5 exercises on the language of capacity: CPU and memory utilisation, saturating resources, throttling and rate-limiting, contention, capacity planning, and right-sizing.
Key patterns
CPU / memory utilisation (in use) vs. allocation (reserved)
A dashboard review notes: "Average CPU ___ is sitting at 85% across the fleet — we're close to the limit." Which noun is the standard term for how much of a resource is in use?
Utilisation — the fraction of a resource in use (US: utilization):
Utilisation is the proportion of a resource's capacity currently being used, usually a percentage.
"CPU utilisation is at 85%", "memory utilisation peaked at 92%", "disk/network utilisation"
Utilisation vs. the distractors — a key distinction:
Allocation — what you reserve/assign (e.g. a pod requests 2 CPUs); you can be allocated a lot but utilise little, which is waste
Saturation — the resource is fully used and work is queueing (utilisation near/at 100% with backlog)
Throughput — work completed per second; latency — time per request
In the USE method (Utilisation, Saturation, Errors), utilisation answers "how busy?" while saturation answers "is there a queue?". They are related but not the same.
2 / 5
A load test summary says: "At 30k RPS we ___ the database connection pool — every connection was busy and requests started queuing." Which verb means "drove a resource to its full capacity"?
Saturate a resource — drive it to full capacity:
To saturate a resource is to use 100% of it so that additional work must wait — the queue builds and latency climbs.
"At peak we saturated the NIC", "the disk is saturated", "we hit saturation on the connection pool"
Noun: saturation — one of the USE method's three signals (Utilisation, Saturation, Errors)
"Beyond saturation, every extra request just increases the queue depth and tail latency."
Utilisation vs. saturation: 100% utilisation alone is not always bad; saturation specifically means demand exceeds capacity so work backs up (run-queue length, pool wait time, etc.).
Why not the distractors?Provision = set up/allocate resources; deprecate = mark for removal; serialize = convert data to a storable/transmittable form. Only saturate describes pushing a resource to its limit until work queues.
3 / 5
An API gateway is configured so that "each client is allowed 100 requests per minute; beyond that we ___ them and return HTTP 429." Which verb describes capping a client's request rate?
Rate-limit — cap how many requests a client may make:
To rate-limit is to restrict the number of requests a client can make in a time window; excess requests are rejected, classically with HTTP 429 Too Many Requests.
"We rate-limit the public API to 100 req/min per key."
Closely related: throttle — to deliberately slow down or restrict throughput ("we throttled background jobs to protect the DB")

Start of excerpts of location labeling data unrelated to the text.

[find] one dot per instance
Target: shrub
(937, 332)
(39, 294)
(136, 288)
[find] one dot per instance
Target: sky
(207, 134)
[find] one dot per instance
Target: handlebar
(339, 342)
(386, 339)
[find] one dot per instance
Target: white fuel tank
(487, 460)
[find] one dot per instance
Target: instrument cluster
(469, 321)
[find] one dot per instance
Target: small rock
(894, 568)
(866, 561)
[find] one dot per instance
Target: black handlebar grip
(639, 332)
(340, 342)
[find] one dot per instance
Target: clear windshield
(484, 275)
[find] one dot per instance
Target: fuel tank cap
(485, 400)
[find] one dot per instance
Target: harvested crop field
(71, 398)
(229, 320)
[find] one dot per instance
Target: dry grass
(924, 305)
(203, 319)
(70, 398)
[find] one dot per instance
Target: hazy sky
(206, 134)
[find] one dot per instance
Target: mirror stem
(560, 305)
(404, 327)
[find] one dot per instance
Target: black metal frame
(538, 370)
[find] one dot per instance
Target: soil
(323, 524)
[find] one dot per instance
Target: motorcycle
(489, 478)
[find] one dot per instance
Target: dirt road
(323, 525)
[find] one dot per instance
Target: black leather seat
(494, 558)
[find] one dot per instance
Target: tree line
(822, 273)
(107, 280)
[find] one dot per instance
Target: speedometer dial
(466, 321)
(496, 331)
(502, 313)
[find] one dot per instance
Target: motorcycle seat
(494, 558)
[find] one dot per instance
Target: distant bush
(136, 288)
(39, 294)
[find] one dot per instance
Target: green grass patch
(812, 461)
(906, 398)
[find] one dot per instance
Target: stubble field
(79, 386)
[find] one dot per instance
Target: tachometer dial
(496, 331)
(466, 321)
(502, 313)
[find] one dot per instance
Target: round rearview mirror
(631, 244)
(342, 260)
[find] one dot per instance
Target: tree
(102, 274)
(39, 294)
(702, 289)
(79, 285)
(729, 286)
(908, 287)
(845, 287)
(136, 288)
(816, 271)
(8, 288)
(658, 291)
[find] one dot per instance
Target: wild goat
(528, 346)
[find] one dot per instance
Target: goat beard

Rate-limit vs. throttle: both restrict, but rate-limit usually means a hard request cap (reject over the limit), while throttle often means slowing things down or reducing allotted resources. They overlap and are sometimes used interchangeably.
Distractors:cache = store responses to avoid recomputation; load-balance = distribute traffic across instances; replicate = copy data/services for redundancy. None cap a client's request rate — that is rate-limit.
4 / 5
A post-mortem explains a slowdown: "Two services fought over the same lock — that ___ added 200ms to every write." Which term names competition for a shared resource?
Resource contention — competition for a shared resource:
Contention is when multiple threads, processes, or services compete for the same resource — a lock, a connection-pool slot, CPU, or disk — and must wait their turn, adding latency.
"Lock contention serialised the writes", "contention on the connection pool", "the mutex is hot / highly contended"
Collocations: reduce / avoid / eliminate contention; "shard the data to cut contention"
Fixes: finer-grained locks, lock-free structures, sharding, increasing the pool, backing off retries.
Why not the distractors?
Fragmentation — data/free space scattered in non-contiguous chunks (memory/disk)
Redundancy — duplicating components so one can fail without downtime
Idempotency — an operation that can be repeated safely with the same result
When two things "fight over" the same resource, the precise word is contention.
5 / 5
A finance-driven review concludes: "These instances are massively over-provisioned; we should ___ them to cut cloud spend without hurting performance." Which verb means "match the instance size to the actual need"?
Right-size — match capacity to real demand:
To right-size (a resource, instance, or cluster) is to adjust its size so it matches actual utilisation — neither over-provisioned (wasting money) nor under-provisioned (risking saturation).
"We right-sized the nodes from 8 vCPU to 2 and cut cost 60%."
Capacity planning is the broader practice: forecasting future load and ensuring enough headroom to meet it without over-spending. Right-sizing is one of its tools, alongside autoscaling and setting sensible CPU/memory requests and limits.
Why not the distractors?Refactor restructures code; defragment reorganises storage; obfuscate obscures code. None concern instance sizing. When you tune capacity to match real need, the verb is right-size.